I think a lot of people say they want to be entrepreneurs without ever really taking a good hard look their core motivations, myself included. A few reasons why someone would opt for the entrepreneurial path:

  • Freedom that comes with being your own boss
  • The chance to create something people love
  • The challenge and creativity it takes to execute on a vision
  • A chance to make a lot of money, FAST
  • Some people just hate working for someone else or in a corporate environment

The friend I spoke with said that his main motivation to take the entrepreneurial leap, among others, was to swing for the fences with the chance that he’d never have to worry about money again. It’s not that he wanted to be filthy rich, its that he wanted to lead a life where money did not factor into how he chose to spend his time. I’d be lieing to myself, if I didn’t have the same motivation (among others).

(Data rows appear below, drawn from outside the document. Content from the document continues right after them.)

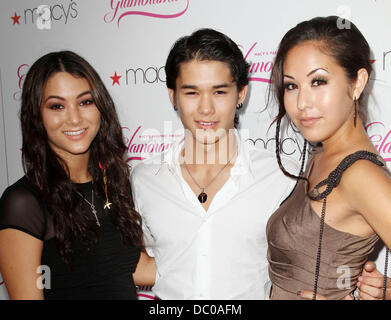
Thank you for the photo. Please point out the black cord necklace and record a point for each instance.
(203, 197)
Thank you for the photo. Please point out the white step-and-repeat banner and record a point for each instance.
(127, 41)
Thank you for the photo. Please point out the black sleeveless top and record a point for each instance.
(103, 271)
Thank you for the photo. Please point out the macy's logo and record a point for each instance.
(20, 73)
(381, 139)
(149, 8)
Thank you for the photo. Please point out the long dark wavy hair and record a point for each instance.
(50, 174)
(346, 45)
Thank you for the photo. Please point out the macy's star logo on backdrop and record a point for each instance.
(115, 79)
(16, 19)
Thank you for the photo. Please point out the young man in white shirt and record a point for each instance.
(206, 201)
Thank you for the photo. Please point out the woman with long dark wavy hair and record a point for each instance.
(320, 237)
(68, 229)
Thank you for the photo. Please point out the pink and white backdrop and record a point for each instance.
(128, 41)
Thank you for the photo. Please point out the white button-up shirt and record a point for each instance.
(214, 254)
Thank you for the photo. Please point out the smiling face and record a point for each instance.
(69, 115)
(206, 97)
(318, 95)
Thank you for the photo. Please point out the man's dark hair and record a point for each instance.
(206, 44)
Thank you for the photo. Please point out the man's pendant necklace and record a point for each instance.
(91, 205)
(203, 197)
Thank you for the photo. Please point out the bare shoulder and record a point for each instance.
(365, 179)
(366, 172)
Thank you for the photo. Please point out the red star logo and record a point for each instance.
(115, 78)
(15, 18)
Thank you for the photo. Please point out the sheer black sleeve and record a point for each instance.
(20, 209)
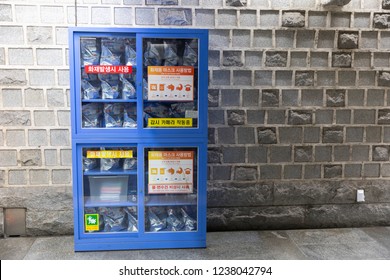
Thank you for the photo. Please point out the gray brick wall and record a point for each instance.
(298, 97)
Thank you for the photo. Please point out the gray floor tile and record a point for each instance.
(15, 248)
(328, 236)
(349, 251)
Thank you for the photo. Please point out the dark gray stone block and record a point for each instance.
(270, 98)
(276, 59)
(343, 60)
(267, 135)
(303, 153)
(333, 171)
(236, 117)
(335, 98)
(333, 135)
(384, 116)
(381, 21)
(384, 79)
(303, 78)
(300, 117)
(348, 40)
(245, 173)
(380, 153)
(293, 19)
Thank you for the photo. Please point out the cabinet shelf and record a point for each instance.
(98, 172)
(171, 200)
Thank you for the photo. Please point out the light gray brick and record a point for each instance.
(52, 14)
(39, 177)
(20, 56)
(12, 77)
(30, 158)
(269, 18)
(227, 18)
(5, 12)
(8, 158)
(50, 157)
(41, 77)
(17, 177)
(66, 157)
(15, 138)
(317, 19)
(39, 35)
(144, 16)
(44, 118)
(340, 19)
(326, 39)
(49, 57)
(205, 17)
(61, 176)
(248, 18)
(37, 137)
(59, 137)
(34, 98)
(262, 38)
(12, 98)
(27, 13)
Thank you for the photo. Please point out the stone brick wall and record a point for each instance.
(298, 107)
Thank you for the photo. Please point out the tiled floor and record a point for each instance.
(308, 244)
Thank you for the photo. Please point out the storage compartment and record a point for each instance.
(108, 188)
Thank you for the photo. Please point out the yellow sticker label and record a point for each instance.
(110, 154)
(166, 122)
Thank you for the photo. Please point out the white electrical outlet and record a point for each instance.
(360, 196)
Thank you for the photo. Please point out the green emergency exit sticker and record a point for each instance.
(91, 222)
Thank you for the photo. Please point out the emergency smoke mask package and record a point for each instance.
(92, 115)
(113, 115)
(90, 54)
(112, 51)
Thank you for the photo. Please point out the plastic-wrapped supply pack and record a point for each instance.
(178, 110)
(114, 219)
(89, 163)
(92, 115)
(128, 89)
(112, 51)
(170, 55)
(110, 86)
(90, 85)
(109, 164)
(130, 163)
(132, 223)
(155, 223)
(130, 54)
(130, 116)
(173, 222)
(152, 56)
(90, 53)
(113, 115)
(189, 223)
(190, 57)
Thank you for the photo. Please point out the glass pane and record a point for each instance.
(170, 82)
(108, 82)
(171, 189)
(110, 189)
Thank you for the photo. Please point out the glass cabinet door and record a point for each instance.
(171, 200)
(110, 189)
(170, 82)
(108, 82)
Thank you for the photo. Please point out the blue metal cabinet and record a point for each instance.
(139, 137)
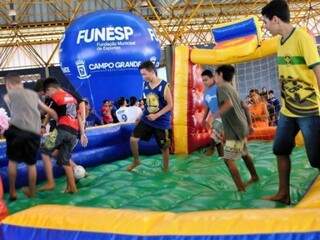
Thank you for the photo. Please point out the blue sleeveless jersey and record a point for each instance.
(210, 98)
(154, 103)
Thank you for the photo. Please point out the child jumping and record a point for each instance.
(23, 135)
(236, 124)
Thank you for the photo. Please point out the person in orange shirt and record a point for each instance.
(259, 112)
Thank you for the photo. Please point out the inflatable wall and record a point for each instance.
(235, 43)
(100, 54)
(188, 112)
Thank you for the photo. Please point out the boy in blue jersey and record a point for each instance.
(156, 116)
(211, 104)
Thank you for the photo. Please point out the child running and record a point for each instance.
(236, 124)
(23, 135)
(211, 105)
(156, 116)
(68, 129)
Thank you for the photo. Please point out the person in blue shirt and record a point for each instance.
(211, 105)
(155, 120)
(91, 118)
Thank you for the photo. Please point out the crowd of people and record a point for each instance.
(233, 119)
(264, 107)
(123, 110)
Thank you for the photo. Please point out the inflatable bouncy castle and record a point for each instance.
(71, 222)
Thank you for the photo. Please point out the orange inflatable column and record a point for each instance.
(189, 134)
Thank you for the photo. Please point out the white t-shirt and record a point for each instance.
(128, 114)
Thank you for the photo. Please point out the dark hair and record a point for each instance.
(227, 72)
(133, 100)
(12, 78)
(277, 8)
(38, 87)
(50, 82)
(207, 72)
(148, 65)
(121, 101)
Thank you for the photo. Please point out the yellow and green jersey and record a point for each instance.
(296, 56)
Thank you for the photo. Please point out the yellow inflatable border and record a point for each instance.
(255, 19)
(235, 54)
(222, 222)
(180, 99)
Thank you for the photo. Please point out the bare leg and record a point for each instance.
(210, 149)
(50, 185)
(12, 171)
(220, 149)
(250, 166)
(284, 168)
(165, 159)
(235, 174)
(71, 183)
(135, 153)
(32, 175)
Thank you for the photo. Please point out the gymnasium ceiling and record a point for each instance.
(28, 22)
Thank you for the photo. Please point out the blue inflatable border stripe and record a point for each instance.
(11, 232)
(237, 30)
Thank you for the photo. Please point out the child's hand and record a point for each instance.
(152, 117)
(83, 140)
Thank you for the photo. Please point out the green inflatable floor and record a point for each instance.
(195, 182)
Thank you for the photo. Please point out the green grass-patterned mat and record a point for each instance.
(195, 182)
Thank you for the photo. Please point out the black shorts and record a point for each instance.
(145, 132)
(65, 142)
(22, 146)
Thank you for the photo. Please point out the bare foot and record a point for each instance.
(251, 180)
(71, 191)
(133, 165)
(283, 198)
(47, 187)
(27, 192)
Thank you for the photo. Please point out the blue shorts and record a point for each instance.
(287, 129)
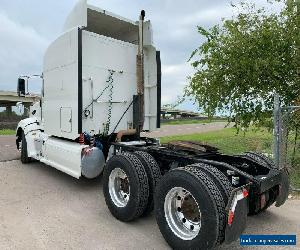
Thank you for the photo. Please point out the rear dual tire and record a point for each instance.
(204, 199)
(125, 187)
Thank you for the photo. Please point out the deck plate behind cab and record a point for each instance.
(196, 147)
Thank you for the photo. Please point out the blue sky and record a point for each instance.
(28, 27)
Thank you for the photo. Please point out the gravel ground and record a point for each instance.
(42, 208)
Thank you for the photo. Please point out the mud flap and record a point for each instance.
(283, 188)
(237, 210)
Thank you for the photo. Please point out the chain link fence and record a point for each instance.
(286, 149)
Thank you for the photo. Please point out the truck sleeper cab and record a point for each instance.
(101, 88)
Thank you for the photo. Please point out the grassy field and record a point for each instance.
(192, 121)
(7, 132)
(229, 142)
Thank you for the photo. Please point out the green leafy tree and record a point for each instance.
(247, 59)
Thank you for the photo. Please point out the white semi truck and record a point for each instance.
(101, 89)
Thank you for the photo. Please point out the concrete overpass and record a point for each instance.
(8, 99)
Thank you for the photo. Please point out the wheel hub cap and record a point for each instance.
(119, 188)
(182, 213)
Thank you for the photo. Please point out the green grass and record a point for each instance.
(192, 121)
(229, 142)
(7, 132)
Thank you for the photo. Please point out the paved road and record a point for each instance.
(185, 129)
(42, 208)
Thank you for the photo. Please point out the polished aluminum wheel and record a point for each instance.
(119, 188)
(182, 213)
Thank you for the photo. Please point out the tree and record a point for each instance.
(247, 59)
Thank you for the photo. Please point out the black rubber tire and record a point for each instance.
(209, 200)
(153, 174)
(139, 187)
(219, 179)
(24, 154)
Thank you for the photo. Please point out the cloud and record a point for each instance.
(21, 51)
(27, 27)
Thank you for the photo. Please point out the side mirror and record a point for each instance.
(21, 86)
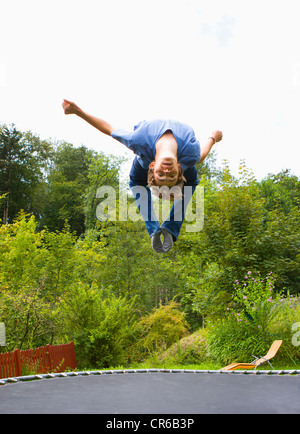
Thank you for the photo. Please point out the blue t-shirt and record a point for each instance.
(143, 139)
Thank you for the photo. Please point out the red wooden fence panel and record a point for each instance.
(51, 358)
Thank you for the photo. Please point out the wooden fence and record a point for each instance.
(51, 358)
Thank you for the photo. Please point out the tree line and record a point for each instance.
(66, 275)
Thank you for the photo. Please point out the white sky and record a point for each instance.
(214, 64)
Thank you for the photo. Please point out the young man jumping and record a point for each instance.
(166, 155)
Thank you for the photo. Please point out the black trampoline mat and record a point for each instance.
(154, 393)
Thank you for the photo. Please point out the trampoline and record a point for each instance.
(153, 392)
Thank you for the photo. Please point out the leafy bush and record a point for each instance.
(100, 324)
(189, 350)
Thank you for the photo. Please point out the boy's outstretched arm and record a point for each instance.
(205, 150)
(70, 107)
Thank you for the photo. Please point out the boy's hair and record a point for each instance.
(160, 191)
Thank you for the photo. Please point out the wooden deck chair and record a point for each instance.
(257, 361)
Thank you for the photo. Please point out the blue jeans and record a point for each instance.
(143, 198)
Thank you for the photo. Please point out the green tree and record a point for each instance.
(66, 185)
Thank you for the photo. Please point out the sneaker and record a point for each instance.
(168, 241)
(156, 243)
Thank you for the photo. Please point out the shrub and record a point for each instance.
(256, 317)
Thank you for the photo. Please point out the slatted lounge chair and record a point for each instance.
(258, 359)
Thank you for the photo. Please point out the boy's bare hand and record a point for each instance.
(217, 135)
(70, 107)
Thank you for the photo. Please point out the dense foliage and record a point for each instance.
(64, 275)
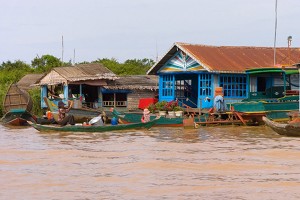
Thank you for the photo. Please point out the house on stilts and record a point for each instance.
(96, 87)
(193, 73)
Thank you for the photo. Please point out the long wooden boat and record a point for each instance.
(105, 128)
(17, 106)
(164, 121)
(277, 110)
(135, 117)
(80, 114)
(18, 118)
(287, 129)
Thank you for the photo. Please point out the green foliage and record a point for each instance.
(45, 63)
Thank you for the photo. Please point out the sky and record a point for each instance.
(137, 29)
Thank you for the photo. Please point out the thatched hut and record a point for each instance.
(131, 89)
(29, 81)
(95, 86)
(81, 83)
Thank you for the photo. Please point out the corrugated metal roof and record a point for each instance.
(85, 72)
(136, 82)
(77, 73)
(232, 58)
(28, 81)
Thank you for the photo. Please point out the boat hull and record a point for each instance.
(106, 128)
(292, 129)
(161, 122)
(254, 111)
(17, 118)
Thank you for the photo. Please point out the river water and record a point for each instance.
(163, 163)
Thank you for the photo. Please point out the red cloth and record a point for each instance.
(145, 102)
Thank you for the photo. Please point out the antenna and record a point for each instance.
(74, 58)
(62, 48)
(156, 51)
(289, 45)
(275, 32)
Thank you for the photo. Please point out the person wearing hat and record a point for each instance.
(146, 116)
(63, 118)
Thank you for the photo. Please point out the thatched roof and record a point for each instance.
(28, 81)
(78, 74)
(134, 82)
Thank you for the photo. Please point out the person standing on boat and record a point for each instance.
(63, 118)
(146, 116)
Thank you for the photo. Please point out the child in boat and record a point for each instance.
(146, 116)
(64, 119)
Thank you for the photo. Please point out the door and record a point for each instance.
(205, 97)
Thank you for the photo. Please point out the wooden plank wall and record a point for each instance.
(134, 98)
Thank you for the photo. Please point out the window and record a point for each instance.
(183, 88)
(205, 84)
(233, 85)
(167, 85)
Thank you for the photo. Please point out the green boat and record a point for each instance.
(274, 96)
(95, 129)
(291, 129)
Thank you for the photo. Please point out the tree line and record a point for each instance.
(12, 72)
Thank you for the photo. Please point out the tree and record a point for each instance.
(45, 63)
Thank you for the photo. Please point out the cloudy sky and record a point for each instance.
(128, 29)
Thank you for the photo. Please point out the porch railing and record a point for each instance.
(114, 103)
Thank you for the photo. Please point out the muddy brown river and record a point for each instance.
(162, 163)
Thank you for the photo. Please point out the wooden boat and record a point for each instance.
(135, 117)
(81, 128)
(18, 118)
(17, 106)
(288, 129)
(80, 114)
(190, 120)
(277, 110)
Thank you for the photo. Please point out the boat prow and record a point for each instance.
(288, 129)
(81, 128)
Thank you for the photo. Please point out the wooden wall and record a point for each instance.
(134, 98)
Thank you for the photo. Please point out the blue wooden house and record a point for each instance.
(192, 73)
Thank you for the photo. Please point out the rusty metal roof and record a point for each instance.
(28, 81)
(77, 73)
(232, 58)
(134, 82)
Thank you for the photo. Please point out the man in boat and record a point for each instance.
(63, 118)
(146, 116)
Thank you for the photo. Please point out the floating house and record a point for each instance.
(130, 91)
(95, 86)
(193, 73)
(29, 81)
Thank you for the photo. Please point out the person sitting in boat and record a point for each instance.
(146, 116)
(63, 118)
(219, 103)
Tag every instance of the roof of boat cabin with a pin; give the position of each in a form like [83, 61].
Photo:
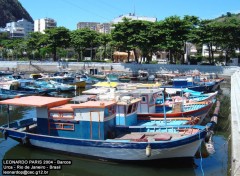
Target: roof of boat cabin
[134, 100]
[83, 98]
[106, 84]
[146, 91]
[36, 101]
[94, 104]
[156, 85]
[62, 108]
[97, 90]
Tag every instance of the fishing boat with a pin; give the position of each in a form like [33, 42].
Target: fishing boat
[69, 80]
[107, 130]
[6, 94]
[191, 83]
[142, 75]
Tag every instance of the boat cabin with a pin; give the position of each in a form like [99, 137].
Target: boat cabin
[126, 111]
[148, 99]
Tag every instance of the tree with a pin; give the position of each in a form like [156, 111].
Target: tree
[57, 37]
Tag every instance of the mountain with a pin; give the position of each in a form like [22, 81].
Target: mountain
[12, 10]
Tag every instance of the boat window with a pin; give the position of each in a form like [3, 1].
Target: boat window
[111, 110]
[129, 110]
[121, 109]
[134, 107]
[61, 126]
[144, 99]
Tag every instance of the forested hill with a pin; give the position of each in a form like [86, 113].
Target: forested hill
[225, 16]
[12, 10]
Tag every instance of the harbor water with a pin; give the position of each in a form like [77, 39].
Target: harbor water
[216, 164]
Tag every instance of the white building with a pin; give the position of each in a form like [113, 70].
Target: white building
[42, 24]
[100, 27]
[19, 29]
[132, 16]
[90, 25]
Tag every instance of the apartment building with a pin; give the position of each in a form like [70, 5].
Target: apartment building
[40, 25]
[19, 29]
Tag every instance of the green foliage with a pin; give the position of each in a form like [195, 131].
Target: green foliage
[142, 37]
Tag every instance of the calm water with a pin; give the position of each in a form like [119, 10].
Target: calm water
[203, 164]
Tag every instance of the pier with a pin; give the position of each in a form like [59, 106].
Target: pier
[235, 123]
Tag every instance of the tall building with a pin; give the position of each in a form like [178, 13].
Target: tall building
[90, 25]
[19, 29]
[100, 27]
[42, 24]
[132, 16]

This friend of mine choose to take a job that would better prepare himself to become an entrepreneur than get in early on a later stage startup. He knew the later stage startup would be a huge success, but his ultimate goal was to build his own successful companies. He opted to turn down the promising opportunity for one that he thought would better prepare him to become a successful entrepreneur. Fast forward to the present, he is now a successful entrepreneur with multiple startups under his belt…mission accomplished?

Ironically, if he would have taken that job with the late stage startup, his stock would now be worth enough to never have to worry about money again. The startups he’d built have done well in their own right, but he still works to pay the bills. This would not have been the case if he took the more corporate role.

I think the lesson learned here for aspiring/young entrepreneurs is to take a good look at your motivations to become an entrepreneur before you rush out to prove yourself as one. In this case, my friend would have been closer to the life position he ultimately wanted to be in by not going after the more entrepreneurial path. That’s not to say his experience has not been incredibly fulfilling and valuable, but he can’t fly to Aruba tomorrow to go lie on a hammock for a month.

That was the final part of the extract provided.